"People were bringing little children to him in order that he might touch them; and the disciples spoke sternly to them. But when Jesus saw this, he was indignant and said to them, 'Let the little children come to me; do not stop them; for it is to such as these that the kingdom of God belongs.'" (Mark 10:13-14)
I am regularly struck by the vulnerability of my fifteen month old daughter. "Well, duh, Jeremy!" you may be thinking. But there are times--when I am changing her or bathing her or even just carrying her down the street--that I am particularly aware of how vulnerable she is. She is so helpless. Without a protective, caring person in her life all manner of terrible things could happen to her.
In my own mind, I tend to distinguish myself from her. She is a baby and vulnerable. I, however, am a grown-up and strong--I can look after myself! (Again, "Well, duh, Jeremy!"). But what I think I fail to appreciate is just how vulnerable I am, too--in different ways than a baby, but vulnerable nonetheless. I may not be in my 20's any longer and so have shed my youthful notions of being "indestructible," and yet sometimes I still have this sense that bad stuff won't happen to me.

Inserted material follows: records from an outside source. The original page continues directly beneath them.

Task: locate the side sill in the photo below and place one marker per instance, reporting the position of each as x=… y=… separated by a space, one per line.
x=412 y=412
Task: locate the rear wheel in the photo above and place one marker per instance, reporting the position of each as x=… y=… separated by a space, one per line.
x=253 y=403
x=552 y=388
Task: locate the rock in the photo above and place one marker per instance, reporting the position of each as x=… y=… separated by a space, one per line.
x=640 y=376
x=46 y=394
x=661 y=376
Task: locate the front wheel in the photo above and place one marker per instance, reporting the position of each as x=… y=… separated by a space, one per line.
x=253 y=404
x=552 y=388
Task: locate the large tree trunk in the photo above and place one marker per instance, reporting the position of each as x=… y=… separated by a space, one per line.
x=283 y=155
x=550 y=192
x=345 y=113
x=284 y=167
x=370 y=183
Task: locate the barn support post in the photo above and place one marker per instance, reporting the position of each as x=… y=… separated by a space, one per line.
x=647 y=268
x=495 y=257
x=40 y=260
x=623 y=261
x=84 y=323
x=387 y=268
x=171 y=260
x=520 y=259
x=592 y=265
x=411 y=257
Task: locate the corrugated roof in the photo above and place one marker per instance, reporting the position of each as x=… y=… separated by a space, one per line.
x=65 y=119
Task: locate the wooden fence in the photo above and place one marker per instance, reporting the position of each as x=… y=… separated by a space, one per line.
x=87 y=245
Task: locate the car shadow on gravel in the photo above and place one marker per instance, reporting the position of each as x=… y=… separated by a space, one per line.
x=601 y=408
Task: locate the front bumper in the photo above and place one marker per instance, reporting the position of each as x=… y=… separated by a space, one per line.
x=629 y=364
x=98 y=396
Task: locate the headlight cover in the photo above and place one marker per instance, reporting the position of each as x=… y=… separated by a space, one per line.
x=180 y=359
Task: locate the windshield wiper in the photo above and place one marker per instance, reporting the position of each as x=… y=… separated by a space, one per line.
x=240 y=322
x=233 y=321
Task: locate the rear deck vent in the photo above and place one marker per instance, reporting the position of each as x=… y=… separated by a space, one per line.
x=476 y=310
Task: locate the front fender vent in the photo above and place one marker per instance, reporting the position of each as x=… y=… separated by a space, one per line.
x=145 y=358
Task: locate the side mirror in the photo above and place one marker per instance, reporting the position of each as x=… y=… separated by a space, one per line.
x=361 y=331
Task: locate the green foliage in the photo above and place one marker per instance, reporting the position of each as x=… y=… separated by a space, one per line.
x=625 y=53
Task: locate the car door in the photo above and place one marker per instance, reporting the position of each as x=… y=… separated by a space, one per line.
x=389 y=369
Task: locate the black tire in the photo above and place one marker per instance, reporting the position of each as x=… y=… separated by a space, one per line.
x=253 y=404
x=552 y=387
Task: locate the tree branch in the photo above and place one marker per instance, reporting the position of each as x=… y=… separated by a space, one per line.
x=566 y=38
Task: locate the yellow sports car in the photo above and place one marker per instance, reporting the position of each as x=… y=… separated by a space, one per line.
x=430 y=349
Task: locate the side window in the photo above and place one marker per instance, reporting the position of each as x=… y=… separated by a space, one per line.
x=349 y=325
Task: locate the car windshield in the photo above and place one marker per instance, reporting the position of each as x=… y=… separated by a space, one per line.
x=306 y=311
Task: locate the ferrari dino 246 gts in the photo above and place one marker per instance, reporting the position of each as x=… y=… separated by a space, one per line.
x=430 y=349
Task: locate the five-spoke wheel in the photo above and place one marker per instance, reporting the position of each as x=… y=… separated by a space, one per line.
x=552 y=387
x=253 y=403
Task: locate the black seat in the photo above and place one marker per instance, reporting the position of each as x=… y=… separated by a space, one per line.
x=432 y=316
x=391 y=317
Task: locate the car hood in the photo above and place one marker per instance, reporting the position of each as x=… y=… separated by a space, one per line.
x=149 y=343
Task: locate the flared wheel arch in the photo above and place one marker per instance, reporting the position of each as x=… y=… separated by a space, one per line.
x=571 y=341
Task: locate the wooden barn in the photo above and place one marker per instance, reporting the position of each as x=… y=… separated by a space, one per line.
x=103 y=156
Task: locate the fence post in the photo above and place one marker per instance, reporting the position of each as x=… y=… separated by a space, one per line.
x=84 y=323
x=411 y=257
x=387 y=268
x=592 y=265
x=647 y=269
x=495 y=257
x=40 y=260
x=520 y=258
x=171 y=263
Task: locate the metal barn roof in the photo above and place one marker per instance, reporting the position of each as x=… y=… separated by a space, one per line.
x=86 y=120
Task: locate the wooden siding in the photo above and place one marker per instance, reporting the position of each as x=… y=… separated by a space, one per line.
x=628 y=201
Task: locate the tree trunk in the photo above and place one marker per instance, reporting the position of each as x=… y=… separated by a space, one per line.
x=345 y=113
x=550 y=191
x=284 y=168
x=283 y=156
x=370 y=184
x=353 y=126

But heart wrenching things happen to people of all ages every day. No matter what illusions we have, the truth is that we are all vulnerable and none of us is indestructible.
When Jesus gathers children around himself and tells us that the kingdom of God belongs to them, what I think he is reminding us is that it is in our vulnerability that we can fully appreciate and grasp the nature of God's love for us. It is not through our illusions of strength or power, but in our vulnerability that God is revealed. And so if we wish to have a deeper, fuller experience of God, then at some point we must be willing to acknowledge that we are indeed vulnerable and that it is only by the grace of God that we rise to each new day.
So when I become aware of my daughter's vulnerability as I care for her, it is for me a little glimpse of God, a small reminder that it's OK for me to be a vulnerable, fragile human being--because that is how God created us and where God meets us.
Prayer: God, welcome me, a fragile human being, into your presence just as Jesus welcomed children into his embrace. Amen.